Saat itu memang sosok peringkat 1 dunia asal China Zhao Jianhua dan peringkat 2 dunia asal Malaysia Rashid Sidek lebih diunggulkan untuk berjaya dan meraih medali emas tunggal putra di Olimpiade 1992 tersebut. Zhao Jianhua tampil cukup konsisten sepanjang 1990 – 1992. Sedangkan Rashid Shidek baru saja sukses menghantarkan Malaysia meraih Juara Thomas Cup 1992 setelah menaklukkan Indonesia 3-2 di Final. Ditambah lagi ketiga tunggal putra Indonesia tersebut kerap tersandung kala berhadapan dengan Zhao Jianhua dan Rashid Sidek.
Belum lagi kehadiran para “kuda hitam” seperti Wu Wenkai (China), Liu Jun (China), Kim Hak Kyun (Korea Selatan), Foo Kok Keong (Malaysia) dan 2 jagoan Denmark Poul Erik Hoyer Larsen dan Thomas Stuer Lauridsen yang kerap menyulitkan para tunggal putra Indonesia. Bintang muda China Liu Jun bahkan sukses menjadi Juara All England 1992 setelah menaklukkan seniornya Zhao Jianhua di Final.
Sebelum Olimpiade 1992 digelar Indonesia memang mengalami kekhawatiran karena prestasi tunggal putra Indonesia yang naik turun. Saat itu harapan besar memang disematkan kepada Ardy B.Wiranata yang pada awal 1992 menjadi Juara Chinese Taipei Open dan Japan Open.

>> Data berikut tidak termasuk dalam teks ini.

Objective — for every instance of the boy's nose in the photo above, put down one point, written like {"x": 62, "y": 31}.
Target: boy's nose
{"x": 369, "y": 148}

All England 1992 menjadi tolok ukur untuk menguji kekuatan tunggal putra Indonesia di Olimpiade. Apalagi Ardy B.Wiranata bersatus juara bertahan karena menjadi Juara All England tahun 1991 menjadi andalan untuk mempertahankan gelarnya. Namun tunggal putra Indonesia kandas di All England 1992. Saat itu hanya Alan Budikusuma yang lolos ke Semifinal namun akhirnya takluk dari Zhao Jianhua.Ardy B Wiranata sendiri kandas di babak 16 besar setelah ditaklukkan bintang muda China Liu Jun yang akhirnya sukses menjadi Juara All England 1992.
Kepedihan kian terasa setelah Indonesia kalah secara menyakitkan dari Malaysia di Final Thomas Cup 1992. Indonesia yang sedikit diunggulkan justru tampil antiklimaks di Final. Ardy B Wiranata takluk dari Rashid Sidek, sedangkan Alan Budikusuma yang jadi harapan menyumbang poin secara mengejutkan tumbang dari Foo Kok Keong. Begitu kecewanya pendukung Indonesia kala itu hingga Alan Budikusuma dijadikan “kambing hitam” kekalahan Indonesia atas Malaysia.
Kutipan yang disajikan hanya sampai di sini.